What You Need to Know About Halloween’s Irish Roots

Op-Ed: Halloween’s Celtic roots are a lot spookier than witches and candy bars.

Halloween is a few weeks away, and so far, most people have spent as much time watching TV specials and reading about witches and ghosts as they have spent at the door listening to local spooks and ghouls.

But if you’ve spent a few minutes learning about these dark, fun-filled people from Ireland, Scotland, Wales and beyond—you might be surprised by how much of their culture and customs might make for a spookier Halloween celebration than watching your favorite scare-tacle movies.

Here are a few things you need to know about Halloween’s Irish roots:

1. It starts early

According to ancient tradition, the very first Halloween, or Samhain, is generally considered to have begun as a festival to honor the dark time of year and end with the feast of Samhain (known by some tribes as Samhain/Halloween).

From the time of Old Ireland to the present day, Samhain has been a time to celebrate the end of Autumn and the beginning of winter, the longest night of the year and believed to be the season when you were most likely to catch an evil spirit in your home. The night is filled with all kinds of spirits (both real and imagined) and it is believed that a bad spirit will visit people during the night to spread its mischief.

2. It’s all about the candy

In the early 1800s, the Irish invented the candy bar.

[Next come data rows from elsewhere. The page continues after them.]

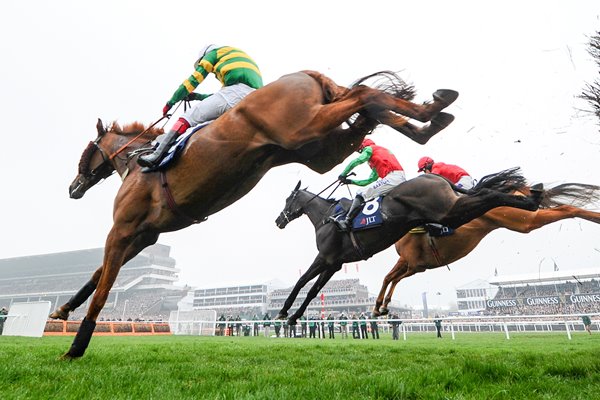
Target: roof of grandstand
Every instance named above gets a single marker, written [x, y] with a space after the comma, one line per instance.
[547, 277]
[76, 261]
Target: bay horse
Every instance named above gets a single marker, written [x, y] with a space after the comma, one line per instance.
[302, 117]
[426, 198]
[419, 251]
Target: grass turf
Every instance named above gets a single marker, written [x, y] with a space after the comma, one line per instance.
[474, 366]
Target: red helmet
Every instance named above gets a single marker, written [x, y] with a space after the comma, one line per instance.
[365, 143]
[425, 162]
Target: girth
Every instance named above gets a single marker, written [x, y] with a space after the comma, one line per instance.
[171, 201]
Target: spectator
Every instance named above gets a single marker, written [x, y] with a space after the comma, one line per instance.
[312, 327]
[438, 325]
[267, 324]
[255, 325]
[3, 314]
[587, 323]
[303, 326]
[238, 326]
[395, 325]
[374, 330]
[363, 326]
[330, 326]
[355, 332]
[343, 325]
[453, 173]
[277, 328]
[221, 325]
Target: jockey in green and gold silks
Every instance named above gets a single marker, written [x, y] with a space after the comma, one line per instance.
[229, 65]
[238, 74]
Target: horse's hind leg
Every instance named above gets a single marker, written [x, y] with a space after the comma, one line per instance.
[388, 298]
[420, 135]
[469, 207]
[314, 270]
[314, 290]
[376, 101]
[398, 269]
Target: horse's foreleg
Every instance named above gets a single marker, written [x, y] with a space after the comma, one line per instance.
[78, 298]
[314, 270]
[118, 249]
[396, 271]
[314, 290]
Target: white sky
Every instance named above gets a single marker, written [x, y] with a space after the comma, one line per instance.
[517, 65]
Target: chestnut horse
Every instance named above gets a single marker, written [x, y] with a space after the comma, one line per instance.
[426, 198]
[298, 118]
[419, 251]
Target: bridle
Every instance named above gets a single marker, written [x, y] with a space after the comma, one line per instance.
[292, 215]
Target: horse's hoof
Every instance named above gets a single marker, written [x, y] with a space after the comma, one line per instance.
[445, 96]
[537, 192]
[68, 357]
[60, 314]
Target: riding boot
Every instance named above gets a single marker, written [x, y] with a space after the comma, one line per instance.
[357, 203]
[152, 159]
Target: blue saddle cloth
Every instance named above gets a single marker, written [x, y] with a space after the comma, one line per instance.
[369, 217]
[176, 149]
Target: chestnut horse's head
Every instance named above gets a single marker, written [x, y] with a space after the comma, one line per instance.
[94, 166]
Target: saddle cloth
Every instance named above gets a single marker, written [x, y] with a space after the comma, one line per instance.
[176, 149]
[434, 230]
[369, 216]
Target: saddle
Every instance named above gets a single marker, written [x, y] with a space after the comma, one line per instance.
[175, 151]
[434, 230]
[368, 217]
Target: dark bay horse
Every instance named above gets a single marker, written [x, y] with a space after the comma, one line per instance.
[419, 251]
[302, 117]
[426, 198]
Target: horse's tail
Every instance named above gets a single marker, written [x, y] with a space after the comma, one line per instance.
[506, 181]
[574, 194]
[389, 82]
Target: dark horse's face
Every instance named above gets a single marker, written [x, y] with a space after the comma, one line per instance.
[291, 211]
[94, 166]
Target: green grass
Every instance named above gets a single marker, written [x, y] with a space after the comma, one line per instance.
[474, 366]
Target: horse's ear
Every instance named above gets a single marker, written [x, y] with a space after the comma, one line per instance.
[100, 127]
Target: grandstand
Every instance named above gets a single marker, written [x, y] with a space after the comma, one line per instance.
[235, 300]
[145, 288]
[346, 295]
[556, 292]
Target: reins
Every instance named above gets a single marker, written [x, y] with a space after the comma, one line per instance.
[333, 191]
[120, 149]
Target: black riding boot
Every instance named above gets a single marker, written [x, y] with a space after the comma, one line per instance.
[357, 203]
[150, 160]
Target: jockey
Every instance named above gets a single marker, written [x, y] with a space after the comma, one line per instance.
[239, 75]
[386, 173]
[453, 173]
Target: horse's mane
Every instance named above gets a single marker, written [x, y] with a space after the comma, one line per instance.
[129, 130]
[135, 128]
[390, 83]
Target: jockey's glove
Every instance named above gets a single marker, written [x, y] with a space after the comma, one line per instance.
[166, 109]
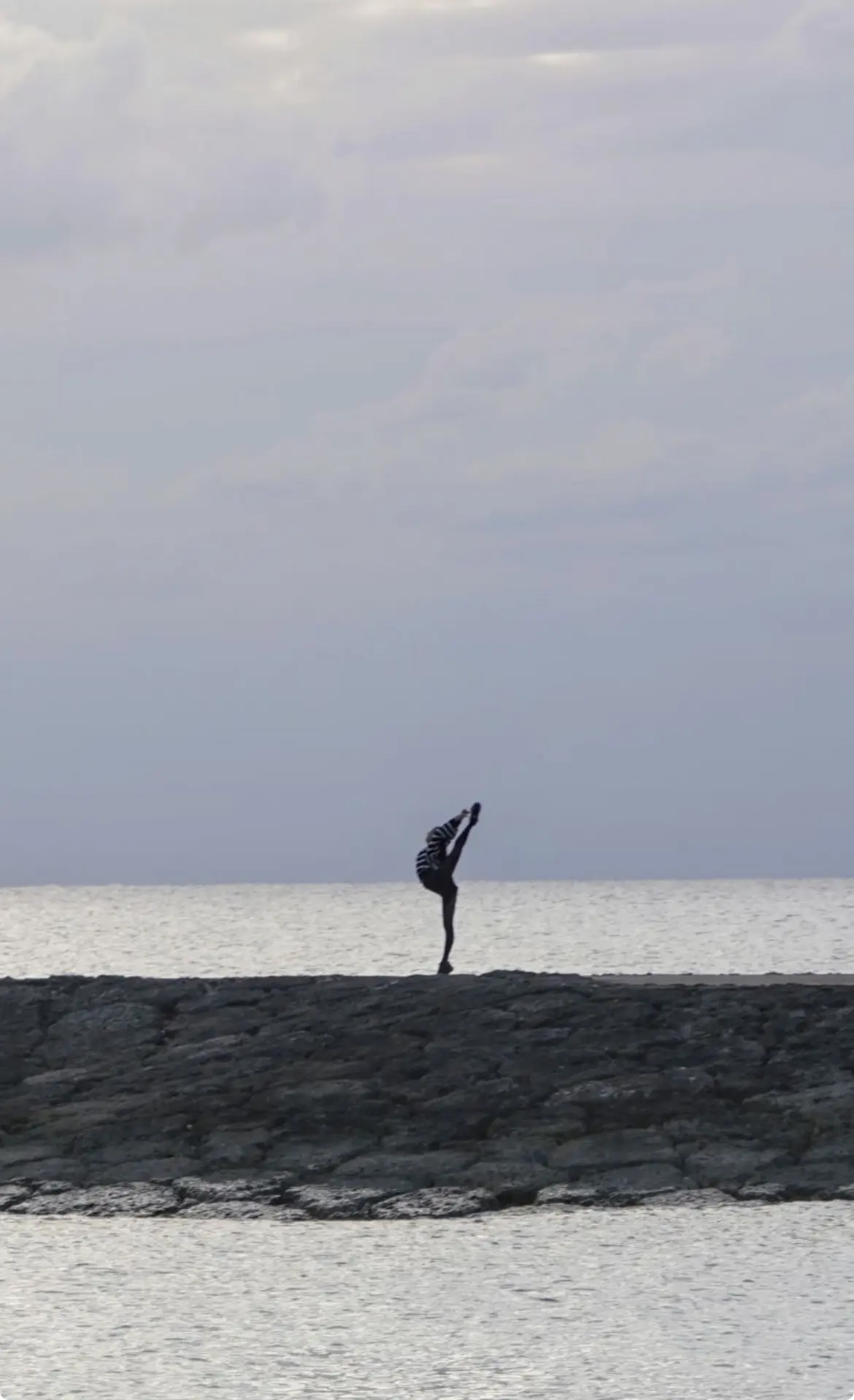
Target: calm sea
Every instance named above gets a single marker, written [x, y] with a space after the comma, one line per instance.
[739, 1304]
[256, 930]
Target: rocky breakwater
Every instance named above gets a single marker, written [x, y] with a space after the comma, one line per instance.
[391, 1098]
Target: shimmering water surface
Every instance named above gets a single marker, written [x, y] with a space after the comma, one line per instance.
[741, 1304]
[738, 1304]
[715, 927]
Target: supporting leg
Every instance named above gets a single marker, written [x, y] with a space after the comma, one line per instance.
[448, 906]
[453, 857]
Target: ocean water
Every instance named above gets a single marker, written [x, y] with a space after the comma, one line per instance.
[655, 1304]
[731, 1304]
[261, 930]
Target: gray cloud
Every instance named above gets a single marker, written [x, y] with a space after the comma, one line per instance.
[404, 398]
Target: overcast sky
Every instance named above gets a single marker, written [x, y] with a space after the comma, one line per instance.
[408, 402]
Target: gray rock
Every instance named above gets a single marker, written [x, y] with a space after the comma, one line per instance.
[139, 1199]
[198, 1192]
[338, 1203]
[242, 1212]
[13, 1195]
[419, 1169]
[442, 1203]
[726, 1164]
[639, 1180]
[504, 1085]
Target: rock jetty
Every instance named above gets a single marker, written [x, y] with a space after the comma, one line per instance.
[294, 1098]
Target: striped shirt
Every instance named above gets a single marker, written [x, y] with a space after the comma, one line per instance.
[434, 853]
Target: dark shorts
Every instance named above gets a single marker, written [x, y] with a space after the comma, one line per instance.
[437, 882]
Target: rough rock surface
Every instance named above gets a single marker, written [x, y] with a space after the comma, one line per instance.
[334, 1098]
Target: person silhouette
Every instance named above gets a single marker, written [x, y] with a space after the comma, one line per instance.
[436, 866]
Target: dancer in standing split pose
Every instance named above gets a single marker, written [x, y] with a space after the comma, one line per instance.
[436, 866]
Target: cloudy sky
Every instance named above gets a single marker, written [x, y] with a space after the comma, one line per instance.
[407, 402]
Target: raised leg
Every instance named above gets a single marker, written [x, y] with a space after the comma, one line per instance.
[453, 857]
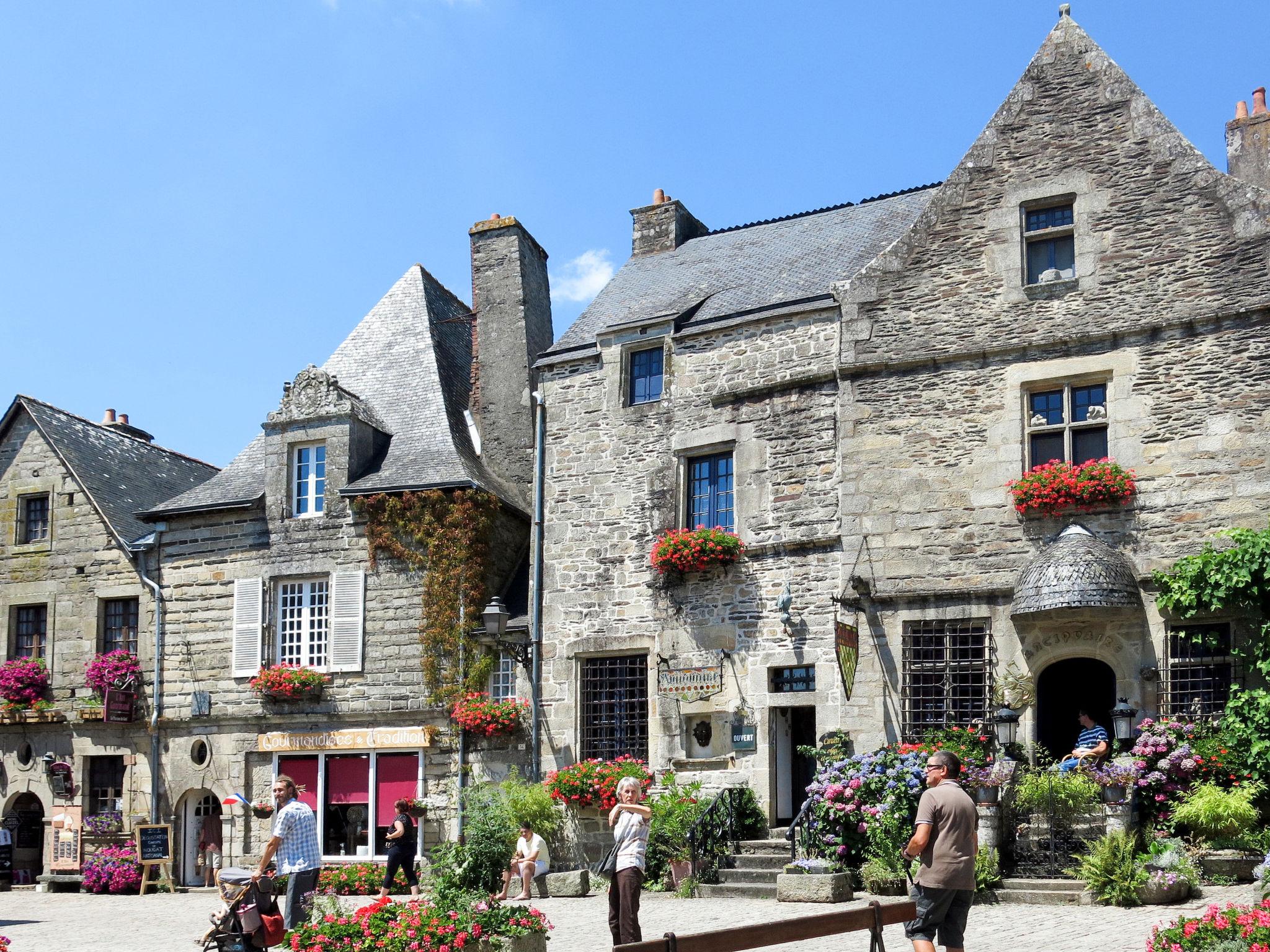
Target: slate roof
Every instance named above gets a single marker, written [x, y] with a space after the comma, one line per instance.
[1076, 571]
[409, 361]
[748, 267]
[120, 474]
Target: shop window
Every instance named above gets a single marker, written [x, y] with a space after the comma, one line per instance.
[614, 714]
[106, 785]
[948, 676]
[1201, 667]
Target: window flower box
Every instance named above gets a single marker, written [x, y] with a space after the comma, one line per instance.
[288, 682]
[1057, 488]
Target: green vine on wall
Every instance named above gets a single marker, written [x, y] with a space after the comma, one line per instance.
[445, 537]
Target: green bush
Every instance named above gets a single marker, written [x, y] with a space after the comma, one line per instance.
[1112, 868]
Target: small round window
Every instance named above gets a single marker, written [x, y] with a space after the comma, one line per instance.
[200, 753]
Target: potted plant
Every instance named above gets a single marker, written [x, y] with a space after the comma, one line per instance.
[288, 682]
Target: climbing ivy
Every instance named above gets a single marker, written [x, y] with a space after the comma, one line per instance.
[1235, 578]
[445, 537]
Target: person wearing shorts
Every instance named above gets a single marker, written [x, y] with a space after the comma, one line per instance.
[945, 839]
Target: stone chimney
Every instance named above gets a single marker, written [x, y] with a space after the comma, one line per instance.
[512, 301]
[664, 226]
[1248, 141]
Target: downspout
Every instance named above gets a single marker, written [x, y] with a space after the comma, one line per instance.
[156, 685]
[536, 606]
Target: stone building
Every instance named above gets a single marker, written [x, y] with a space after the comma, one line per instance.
[851, 389]
[73, 584]
[269, 563]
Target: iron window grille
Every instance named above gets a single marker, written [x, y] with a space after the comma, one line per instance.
[1049, 244]
[120, 628]
[31, 631]
[1067, 423]
[646, 376]
[1201, 667]
[946, 676]
[790, 679]
[33, 519]
[614, 712]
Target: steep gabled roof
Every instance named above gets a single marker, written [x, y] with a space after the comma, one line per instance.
[748, 267]
[409, 361]
[120, 474]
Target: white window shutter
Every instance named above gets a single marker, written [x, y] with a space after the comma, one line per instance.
[248, 627]
[347, 611]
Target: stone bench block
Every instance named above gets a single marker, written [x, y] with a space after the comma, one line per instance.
[813, 888]
[574, 883]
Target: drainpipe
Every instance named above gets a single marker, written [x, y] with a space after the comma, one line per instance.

Today, almost every city seems to have its own sugar-based flavor like coffee, apple pie, and pumpkin spice. But in Ireland, the candy bar remains the most popular Halloween tradition.

The idea of candy canes originated in Ireland, where they are known as the “gormen,” or “hanging-bells,” after the small bells hanging from the end of the cane. The idea for them came from the early Irish monks, who loved the sound of bells of all kinds. But as they ate their “hanging-bell” ciders, they discovered the taste of a sweet, creamy fruit inside.